La Romania piange Lucescu: "Era il nostro Uomo Nuovo, un'ispirazione"
L'ultima partita di Mircea Lucescu si è giocata nello stadio che Mircea Lucescu aveva fatto costruire. Basterebbe questo per rappresentare la traiettoria di vita e la carriera di un uomo dalle mille risorse.
Un giramondo, che però è rimasto sempre legato alla sua Bucarest, che in queste ore lo saluterà da eroe nazionale: prima la camera ardente all'Arena Națională, poi l'omaggio della Guardia militare e la sepoltura nel cimitero riservato alle grandi personalità della storia romena. Solo a quel punto sarà la volta delle altre dediche e intitolazioni, e non è escluso che il nuovo stadio della Dinamo Bucarest porti il suo nome (lo farà sicuramente quello di Hunedoara).
Proprio la Dinamo Bucarest aveva lanciato il Lucescu allenatore nel calcio che conta, alla fine degli anni Ottanta. Le date non sono casuali: nel 1989 la Romania abbandona il regime di Ceaușescu, chiudendo uno dei capitoli più drammatici della sua storia, nel 1990 il giovane Lucescu lascia il suo Paese approdando in Italia. Allenerà nell'ordine: Pisa, Brescia, Reggiana, Inter, con un intermezzo in patria al Rapid.

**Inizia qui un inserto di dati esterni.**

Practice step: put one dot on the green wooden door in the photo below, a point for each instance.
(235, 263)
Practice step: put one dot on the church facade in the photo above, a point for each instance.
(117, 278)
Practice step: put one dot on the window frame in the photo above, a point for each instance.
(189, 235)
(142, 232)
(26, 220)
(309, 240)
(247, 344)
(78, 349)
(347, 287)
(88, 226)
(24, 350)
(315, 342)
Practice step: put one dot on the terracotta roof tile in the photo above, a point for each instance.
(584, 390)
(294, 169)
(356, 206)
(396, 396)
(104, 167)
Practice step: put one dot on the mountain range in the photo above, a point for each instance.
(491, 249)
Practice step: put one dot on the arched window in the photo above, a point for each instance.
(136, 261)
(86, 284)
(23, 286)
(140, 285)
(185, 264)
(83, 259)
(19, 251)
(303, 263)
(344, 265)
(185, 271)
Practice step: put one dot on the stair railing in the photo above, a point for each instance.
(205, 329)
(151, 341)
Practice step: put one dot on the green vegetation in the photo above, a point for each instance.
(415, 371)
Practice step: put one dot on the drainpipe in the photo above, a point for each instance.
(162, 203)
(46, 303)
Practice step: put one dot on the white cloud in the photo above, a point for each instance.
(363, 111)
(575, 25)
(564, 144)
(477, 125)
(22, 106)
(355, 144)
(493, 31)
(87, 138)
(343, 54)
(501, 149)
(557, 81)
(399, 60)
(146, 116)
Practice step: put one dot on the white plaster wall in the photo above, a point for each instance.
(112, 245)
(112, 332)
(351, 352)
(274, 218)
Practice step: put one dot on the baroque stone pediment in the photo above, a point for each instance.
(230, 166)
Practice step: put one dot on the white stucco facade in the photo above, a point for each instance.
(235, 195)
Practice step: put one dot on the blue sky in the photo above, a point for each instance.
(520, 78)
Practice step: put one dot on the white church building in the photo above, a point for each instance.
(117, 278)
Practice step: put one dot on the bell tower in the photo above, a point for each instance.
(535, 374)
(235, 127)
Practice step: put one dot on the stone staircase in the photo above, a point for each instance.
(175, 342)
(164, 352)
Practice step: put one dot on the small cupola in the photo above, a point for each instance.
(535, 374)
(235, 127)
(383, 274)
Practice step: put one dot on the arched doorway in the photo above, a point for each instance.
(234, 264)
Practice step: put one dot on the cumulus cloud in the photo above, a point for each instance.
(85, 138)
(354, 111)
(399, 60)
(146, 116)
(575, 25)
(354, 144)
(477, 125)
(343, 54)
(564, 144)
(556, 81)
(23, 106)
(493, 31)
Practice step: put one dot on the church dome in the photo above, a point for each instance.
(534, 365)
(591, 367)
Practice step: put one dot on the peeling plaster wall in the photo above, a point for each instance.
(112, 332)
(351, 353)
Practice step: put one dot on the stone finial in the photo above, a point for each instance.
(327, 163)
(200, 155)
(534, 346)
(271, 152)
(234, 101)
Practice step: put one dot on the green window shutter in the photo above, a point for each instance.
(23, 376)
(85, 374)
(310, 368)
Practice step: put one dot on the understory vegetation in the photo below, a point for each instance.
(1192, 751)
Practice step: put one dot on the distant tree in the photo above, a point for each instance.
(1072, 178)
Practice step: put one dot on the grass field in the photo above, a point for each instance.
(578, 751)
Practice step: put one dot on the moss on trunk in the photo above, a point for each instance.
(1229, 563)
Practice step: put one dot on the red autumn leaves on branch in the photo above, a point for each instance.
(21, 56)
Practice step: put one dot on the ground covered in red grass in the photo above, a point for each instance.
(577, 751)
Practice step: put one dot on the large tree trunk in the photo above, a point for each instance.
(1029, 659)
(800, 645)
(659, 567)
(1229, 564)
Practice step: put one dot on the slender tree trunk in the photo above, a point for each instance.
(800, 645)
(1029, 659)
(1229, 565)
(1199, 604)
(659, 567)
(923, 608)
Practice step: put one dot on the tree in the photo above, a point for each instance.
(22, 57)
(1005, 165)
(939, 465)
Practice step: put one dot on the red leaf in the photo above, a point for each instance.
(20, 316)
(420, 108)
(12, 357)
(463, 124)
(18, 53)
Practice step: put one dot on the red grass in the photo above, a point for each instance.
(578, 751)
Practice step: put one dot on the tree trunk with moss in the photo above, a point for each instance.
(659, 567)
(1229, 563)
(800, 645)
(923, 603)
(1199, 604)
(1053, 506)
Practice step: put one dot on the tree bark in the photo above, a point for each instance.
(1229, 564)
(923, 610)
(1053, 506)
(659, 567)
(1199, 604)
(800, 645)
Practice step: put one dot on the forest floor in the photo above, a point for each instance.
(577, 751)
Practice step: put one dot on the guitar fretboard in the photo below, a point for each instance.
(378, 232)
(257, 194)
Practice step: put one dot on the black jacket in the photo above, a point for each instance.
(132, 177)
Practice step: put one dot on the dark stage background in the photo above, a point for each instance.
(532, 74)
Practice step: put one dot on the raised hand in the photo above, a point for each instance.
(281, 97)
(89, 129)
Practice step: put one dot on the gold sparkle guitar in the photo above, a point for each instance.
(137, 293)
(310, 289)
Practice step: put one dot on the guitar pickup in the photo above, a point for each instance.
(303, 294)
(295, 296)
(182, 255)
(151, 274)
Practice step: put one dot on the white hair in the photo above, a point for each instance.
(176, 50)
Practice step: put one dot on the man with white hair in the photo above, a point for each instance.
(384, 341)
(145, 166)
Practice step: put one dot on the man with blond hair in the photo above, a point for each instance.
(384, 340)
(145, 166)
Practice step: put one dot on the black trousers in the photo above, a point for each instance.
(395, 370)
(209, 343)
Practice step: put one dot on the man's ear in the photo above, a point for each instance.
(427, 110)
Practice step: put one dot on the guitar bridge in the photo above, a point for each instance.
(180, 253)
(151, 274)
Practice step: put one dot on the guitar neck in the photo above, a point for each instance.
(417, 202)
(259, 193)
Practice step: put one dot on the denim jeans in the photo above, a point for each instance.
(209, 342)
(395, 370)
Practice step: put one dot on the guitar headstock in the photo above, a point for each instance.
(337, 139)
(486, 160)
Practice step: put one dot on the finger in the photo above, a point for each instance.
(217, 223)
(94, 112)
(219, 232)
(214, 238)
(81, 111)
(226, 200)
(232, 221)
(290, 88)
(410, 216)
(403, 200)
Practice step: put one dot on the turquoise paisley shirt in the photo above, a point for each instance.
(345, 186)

L'UOMO NUOVO - Per i giovani di Bucarest, quel signore un po' misterioso, sempre in lotta col mondo e con gli schemi preconcetti, era l'Uomo Nuovo. Non aveva avuto accesso, sotto al regime comunista, a un'istruzione di alto livello, e allora se l'era costruita da sé, una cultura. Un autodidatta che imparava le lingue dai fumetti e dai giornali sportivi. Forse neanche lui ricordava quante lingue fosse stato capace di apprendere e parlare in 80 anni di vita: un'attitudine trasmessa al figlio Razvan.
Intanto la nuova generazione di giovani romeni guardava a lui come a un patriarca, o qualcosa di simile: aveva battuto l'Italia di Bearzot, e ora stava dimostrando a tutti che un nuovo futuro per loro era possibile, nel calcio e non solo. Che la Romania poteva essere anche all'estero sinonimo di cultura e innovazione: coi suoi report, a Pisa, di fatto introdusse in Italia la figura del match analyst. Per questi e altri motivi, con l'addio all'Uomo Nuovo finisce un'era, sportiva e non solo.

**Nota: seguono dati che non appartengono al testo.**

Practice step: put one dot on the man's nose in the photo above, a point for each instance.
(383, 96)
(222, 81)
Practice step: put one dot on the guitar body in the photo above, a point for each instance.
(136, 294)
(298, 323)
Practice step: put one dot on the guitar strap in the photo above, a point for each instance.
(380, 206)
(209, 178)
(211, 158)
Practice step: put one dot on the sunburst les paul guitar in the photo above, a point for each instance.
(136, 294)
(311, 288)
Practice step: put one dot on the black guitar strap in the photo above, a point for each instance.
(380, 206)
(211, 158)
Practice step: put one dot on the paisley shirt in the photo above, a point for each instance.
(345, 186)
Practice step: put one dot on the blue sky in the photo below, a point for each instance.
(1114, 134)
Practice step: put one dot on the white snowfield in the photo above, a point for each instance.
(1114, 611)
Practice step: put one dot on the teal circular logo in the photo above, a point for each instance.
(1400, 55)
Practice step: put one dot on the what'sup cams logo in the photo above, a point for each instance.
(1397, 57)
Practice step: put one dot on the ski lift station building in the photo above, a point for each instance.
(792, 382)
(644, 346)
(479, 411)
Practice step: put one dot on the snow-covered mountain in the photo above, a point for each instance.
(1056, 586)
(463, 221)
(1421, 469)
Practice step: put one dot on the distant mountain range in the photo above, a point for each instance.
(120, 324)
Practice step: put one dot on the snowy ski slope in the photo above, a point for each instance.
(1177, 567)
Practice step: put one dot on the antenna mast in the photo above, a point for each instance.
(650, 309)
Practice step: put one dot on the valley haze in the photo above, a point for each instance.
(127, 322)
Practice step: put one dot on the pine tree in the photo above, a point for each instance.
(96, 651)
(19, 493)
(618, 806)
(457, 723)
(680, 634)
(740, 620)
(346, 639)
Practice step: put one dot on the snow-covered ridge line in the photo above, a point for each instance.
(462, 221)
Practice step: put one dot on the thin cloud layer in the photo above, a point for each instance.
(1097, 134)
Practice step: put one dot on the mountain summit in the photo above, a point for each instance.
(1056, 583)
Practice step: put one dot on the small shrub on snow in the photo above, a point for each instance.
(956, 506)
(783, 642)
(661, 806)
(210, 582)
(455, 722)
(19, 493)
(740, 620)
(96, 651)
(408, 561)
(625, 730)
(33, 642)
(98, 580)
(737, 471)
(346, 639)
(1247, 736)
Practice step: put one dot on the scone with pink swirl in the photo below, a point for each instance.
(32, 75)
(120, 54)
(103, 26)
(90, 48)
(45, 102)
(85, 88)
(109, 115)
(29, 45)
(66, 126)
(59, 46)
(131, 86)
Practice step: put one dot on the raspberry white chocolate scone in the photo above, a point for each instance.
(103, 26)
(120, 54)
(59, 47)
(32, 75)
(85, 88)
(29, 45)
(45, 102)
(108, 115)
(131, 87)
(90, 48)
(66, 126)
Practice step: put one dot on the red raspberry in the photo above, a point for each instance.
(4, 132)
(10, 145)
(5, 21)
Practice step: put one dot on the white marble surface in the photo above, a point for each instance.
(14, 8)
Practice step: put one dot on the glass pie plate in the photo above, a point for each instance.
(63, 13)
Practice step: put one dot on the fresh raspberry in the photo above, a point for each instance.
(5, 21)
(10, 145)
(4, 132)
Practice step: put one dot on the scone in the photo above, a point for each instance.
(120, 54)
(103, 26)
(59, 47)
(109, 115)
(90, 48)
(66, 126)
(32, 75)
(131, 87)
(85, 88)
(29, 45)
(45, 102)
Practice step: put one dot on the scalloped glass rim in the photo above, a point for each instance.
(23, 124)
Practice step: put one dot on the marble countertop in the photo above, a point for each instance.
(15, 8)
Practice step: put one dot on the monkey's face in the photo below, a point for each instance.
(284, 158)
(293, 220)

LE ULTIME SETTIMANE - Chi lo ha visto e ci ha parlato appena 3 settimane fa, Emanuel Roşu del Guardian, ha trovato un uomo sereno. Affaticato dalla malattia, ma combattivo. Tanto da aver chiesto al figlio Razvan un biglietto per la finale di Coppa di Grecia del 25 aprile del suo PAOK. Parlava di tutto: di quanto sarebbe stato da codardi andarsene senza averci provato, di quanto desiderasse andare in America coi suoi ragazzi. Si lamentava dell'arbitro e dei bosniaci: mancava un rigore all'andata, e al ritorno a Zenica lo avevano fatto mettere su una sedia nello spogliatoio, senza dargli una stanza a parte. Immaginava un futuro in cui i giovani romeni potessero giocare con più continuità e in cui il calcio romeno proponesse nuove idee, più offensive e meno catenacciare.
Si diceva dello stadio che Lucescu ha contribuito a costruire. Il Kartal Yuvası ("Nido dell'Aquila"), a Istanbul, sorge in un'area splendida ed è un gioiellino di architettura. Lì si è giocata l'ultima partita di Lucescu da allenatore, anzi da CT, Turchia-Romania 1-0, semifinale playoff per i Mondiali. C'è chi racconta che nelle ore successive Lucescu rimuginasse sull'andamento della gara, dicendo che con 10 minuti in più a disposizione forse la Romania avrebbe potuto continuare a coltivare il suo sogno. Quell'impianto, però, in cui il Beşiktaş disputa le gare casalinghe, è un regalo dello stesso Lucescu. Nel 2004, quando lasciò il club che aveva portato per la prima volta fino ai quarti di Coppa Uefa, rinunciò alla buonuscita ma strappò una promessa al presidente: "Usa questi soldi per costruire il nuovo stadio". Detto, fatto. Ironia di una sorte, la sua, che Mircea Lucescu forse ha sempre previsto, conosciuto, forgiato.